Thursday 14 September 2017

Tranche de vie d’un éleveur… qui décroche!

Mardi, 10 septembre, je quitte la ferme pour aller chercher 8 boîtes de viande à Thurso. Oui, je sais, c'est loin de Mont-Laurier. J'achète un rouleau de Thermofoil™ pour emballer ma viande là-bas, pour ne pas briser la chaîne de froid en revenant. J'apporte mon tape-gun et mon chéquier. Je devais combiner ce voyage avec un achat de semence d'ail, qui a été reporté. Je fais donc quelques 300km et "scrappe" ma journée pour aller faire ça. Juste ça. Alors que j'ai le vibro à passer et un guizillion d'autres affaires à faire. L'abattoir conserve ma viande depuis 2 semaines dans ses congélateurs et a besoin de place et une cliente s'impatiente. Cette dernière est venue visiter ma bergerie au début de l'été. Elle a choisi un agneau jeune, pour pas que ça goûte trop fort (what's the point, cliss) et un deuxième à partager avec une amie. J'explique à la cliente que mon abattoir de proximité local (je suis membre de la coopérative) étant en relâche pour l'été et une boucherie étant intéressée par une carcasse, j'organise un abattage à Thurso. Oups! C'est les vacances. Ça ira après. Après, le transporteur a pas un voyage assez plein pour justifier un transport. On attend la semaine suivante. Finalement, le client-boucherie va passer son tour. Pas grave, mon abattoir de proximité pouvait pas de toute façon (on ne peut pas mettre en marché une carcasse issue d'un abattoir de proximité dans le réseau des boucheries ou des restaurants - HRI). Je finis par envoyer mi-août. Le débitage des carcasses se fait la semaine suivante. Quand c'est prêt, je décide de combiner un voyage à Thurso avec autre chose. Ça marche pas. L'abattoir met de la pression. J'y vais. Pour passer une soirée avec mon chum, je mets toutes mes boîtes dans son congélateur. Le lendemain, je dois tout remettre en place. Je rentre le mercredi soir.
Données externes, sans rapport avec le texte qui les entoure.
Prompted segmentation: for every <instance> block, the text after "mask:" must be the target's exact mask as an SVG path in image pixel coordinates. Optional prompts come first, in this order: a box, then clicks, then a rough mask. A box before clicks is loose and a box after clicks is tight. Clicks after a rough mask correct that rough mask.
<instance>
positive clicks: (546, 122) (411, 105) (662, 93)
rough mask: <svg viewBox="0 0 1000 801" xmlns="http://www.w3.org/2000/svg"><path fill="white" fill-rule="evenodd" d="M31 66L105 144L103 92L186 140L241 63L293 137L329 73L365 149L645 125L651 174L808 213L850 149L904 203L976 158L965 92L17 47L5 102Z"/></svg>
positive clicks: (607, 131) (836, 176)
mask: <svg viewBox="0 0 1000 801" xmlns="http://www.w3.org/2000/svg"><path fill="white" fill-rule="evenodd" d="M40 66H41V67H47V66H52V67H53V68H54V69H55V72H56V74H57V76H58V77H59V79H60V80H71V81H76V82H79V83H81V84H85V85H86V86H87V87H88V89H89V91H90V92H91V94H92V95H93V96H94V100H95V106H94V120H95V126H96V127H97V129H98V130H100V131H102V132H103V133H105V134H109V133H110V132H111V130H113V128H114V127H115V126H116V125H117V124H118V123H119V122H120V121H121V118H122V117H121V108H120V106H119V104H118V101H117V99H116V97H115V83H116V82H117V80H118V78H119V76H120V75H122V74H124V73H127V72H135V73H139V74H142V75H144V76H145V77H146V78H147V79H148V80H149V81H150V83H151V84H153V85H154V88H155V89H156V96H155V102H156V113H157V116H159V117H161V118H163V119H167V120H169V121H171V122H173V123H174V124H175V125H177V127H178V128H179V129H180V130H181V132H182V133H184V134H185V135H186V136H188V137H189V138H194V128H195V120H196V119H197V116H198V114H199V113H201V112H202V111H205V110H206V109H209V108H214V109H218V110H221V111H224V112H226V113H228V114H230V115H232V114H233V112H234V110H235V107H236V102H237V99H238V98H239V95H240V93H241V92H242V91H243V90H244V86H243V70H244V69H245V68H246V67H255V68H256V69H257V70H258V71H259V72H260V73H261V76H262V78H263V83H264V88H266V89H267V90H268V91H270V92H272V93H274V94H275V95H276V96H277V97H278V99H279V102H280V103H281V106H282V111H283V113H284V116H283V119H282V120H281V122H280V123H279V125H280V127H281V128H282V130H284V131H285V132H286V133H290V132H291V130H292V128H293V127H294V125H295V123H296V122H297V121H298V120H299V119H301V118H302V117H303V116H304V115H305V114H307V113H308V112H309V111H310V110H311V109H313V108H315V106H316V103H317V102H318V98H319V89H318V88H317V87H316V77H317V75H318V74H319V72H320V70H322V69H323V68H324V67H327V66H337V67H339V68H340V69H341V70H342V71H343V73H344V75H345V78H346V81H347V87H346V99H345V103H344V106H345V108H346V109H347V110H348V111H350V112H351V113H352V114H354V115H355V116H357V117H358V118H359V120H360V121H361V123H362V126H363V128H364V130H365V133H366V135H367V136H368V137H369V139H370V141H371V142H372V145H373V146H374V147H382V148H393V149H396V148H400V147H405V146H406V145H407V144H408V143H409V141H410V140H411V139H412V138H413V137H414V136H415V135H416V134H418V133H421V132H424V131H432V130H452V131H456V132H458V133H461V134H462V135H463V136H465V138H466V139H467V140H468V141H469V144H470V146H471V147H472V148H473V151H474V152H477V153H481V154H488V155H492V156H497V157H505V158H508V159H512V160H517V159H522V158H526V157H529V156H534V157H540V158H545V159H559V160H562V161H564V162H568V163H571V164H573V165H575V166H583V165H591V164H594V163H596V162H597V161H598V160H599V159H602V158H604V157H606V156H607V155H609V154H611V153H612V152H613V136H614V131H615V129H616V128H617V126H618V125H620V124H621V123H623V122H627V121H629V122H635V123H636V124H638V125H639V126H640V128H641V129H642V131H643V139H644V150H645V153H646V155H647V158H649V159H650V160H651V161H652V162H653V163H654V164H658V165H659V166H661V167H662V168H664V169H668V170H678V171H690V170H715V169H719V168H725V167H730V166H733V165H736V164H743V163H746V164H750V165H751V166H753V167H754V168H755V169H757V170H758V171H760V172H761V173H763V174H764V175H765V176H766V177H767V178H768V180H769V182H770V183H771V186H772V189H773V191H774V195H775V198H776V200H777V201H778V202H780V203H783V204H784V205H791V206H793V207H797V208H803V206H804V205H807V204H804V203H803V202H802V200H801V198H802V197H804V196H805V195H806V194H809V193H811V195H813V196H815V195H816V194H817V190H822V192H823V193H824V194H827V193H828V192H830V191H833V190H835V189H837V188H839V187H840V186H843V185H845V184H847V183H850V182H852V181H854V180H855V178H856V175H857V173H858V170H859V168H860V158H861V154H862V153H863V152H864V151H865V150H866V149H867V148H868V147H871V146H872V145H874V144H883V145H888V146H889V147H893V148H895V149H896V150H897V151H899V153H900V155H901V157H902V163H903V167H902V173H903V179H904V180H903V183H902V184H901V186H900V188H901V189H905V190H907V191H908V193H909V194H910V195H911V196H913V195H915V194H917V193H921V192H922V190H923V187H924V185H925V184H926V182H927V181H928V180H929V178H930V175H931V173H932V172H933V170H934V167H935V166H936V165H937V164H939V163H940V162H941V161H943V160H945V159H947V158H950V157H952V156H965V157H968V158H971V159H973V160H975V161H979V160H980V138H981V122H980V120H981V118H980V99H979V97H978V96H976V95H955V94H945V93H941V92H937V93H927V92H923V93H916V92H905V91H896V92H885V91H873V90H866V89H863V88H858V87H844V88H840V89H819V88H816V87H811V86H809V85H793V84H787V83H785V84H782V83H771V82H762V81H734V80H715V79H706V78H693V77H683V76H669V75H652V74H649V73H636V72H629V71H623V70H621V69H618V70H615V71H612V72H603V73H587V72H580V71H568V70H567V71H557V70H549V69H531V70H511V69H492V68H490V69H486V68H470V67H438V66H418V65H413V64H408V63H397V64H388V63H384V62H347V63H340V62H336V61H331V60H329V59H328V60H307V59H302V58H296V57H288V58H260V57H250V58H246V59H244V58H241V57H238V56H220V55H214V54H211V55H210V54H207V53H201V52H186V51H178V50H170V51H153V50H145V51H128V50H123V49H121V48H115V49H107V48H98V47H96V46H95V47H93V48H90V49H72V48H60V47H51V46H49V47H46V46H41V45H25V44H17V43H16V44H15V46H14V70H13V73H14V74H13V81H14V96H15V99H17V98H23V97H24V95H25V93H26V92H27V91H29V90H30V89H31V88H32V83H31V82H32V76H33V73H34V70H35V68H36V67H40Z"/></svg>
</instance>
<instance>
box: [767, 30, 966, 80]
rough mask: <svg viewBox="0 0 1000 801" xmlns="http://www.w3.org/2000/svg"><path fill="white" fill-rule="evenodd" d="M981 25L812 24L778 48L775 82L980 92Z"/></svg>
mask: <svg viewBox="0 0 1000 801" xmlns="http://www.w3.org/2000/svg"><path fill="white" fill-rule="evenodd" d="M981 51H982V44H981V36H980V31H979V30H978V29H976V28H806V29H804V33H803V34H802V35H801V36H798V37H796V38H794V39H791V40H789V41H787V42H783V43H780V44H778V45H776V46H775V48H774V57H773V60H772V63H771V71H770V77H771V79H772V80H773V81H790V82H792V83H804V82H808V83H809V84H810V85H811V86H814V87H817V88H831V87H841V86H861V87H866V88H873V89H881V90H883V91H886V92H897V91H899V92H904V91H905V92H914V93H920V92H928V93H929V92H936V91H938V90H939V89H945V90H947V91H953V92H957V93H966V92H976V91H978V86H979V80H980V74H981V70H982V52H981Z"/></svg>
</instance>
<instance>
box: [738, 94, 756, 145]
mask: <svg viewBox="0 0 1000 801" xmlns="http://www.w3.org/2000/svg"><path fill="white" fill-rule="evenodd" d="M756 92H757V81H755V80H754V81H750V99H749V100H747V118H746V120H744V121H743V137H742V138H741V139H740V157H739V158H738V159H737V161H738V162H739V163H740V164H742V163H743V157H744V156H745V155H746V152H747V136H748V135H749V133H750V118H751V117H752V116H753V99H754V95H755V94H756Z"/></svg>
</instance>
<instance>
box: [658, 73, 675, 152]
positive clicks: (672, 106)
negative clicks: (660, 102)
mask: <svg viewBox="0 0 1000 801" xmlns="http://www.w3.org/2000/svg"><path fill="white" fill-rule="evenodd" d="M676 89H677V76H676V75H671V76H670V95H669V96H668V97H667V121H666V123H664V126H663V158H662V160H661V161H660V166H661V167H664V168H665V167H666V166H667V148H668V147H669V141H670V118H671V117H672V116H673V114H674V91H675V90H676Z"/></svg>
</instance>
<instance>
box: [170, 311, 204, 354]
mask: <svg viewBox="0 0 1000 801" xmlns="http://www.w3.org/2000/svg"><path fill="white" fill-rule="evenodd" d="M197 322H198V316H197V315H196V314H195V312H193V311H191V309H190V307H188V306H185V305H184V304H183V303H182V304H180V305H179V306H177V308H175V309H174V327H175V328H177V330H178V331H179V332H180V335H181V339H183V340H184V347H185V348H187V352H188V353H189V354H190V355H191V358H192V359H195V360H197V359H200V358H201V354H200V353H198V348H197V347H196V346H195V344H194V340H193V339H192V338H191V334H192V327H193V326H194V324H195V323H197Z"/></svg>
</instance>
Aujourd'hui, alors que j'ai fait des pieds et des mains pour récupérer ma viande, la cliente m'appelle, frustrée, en me disant qu'elle ne prendra pas sa commande! Elle a attendu trop longtemps (je lui avais expliqué que c'était difficile, l'été, pourtant) et la chasse s'en vient de toute façon, que ça va (si tu frappes, Madame) prendre de la place dans le congélateur. Elle m'a fait faire des coupes spéciales, en plus. Bien sûr, tous ces délais tombent sur mon dos! J'ai le dos large. Et pour plusieurs choses, ça me glisse dessus comme la pluie sur le dos d'un canard. Mais là, toutes ces simagrées, c'est à cause des "lois et règlements en vigueur".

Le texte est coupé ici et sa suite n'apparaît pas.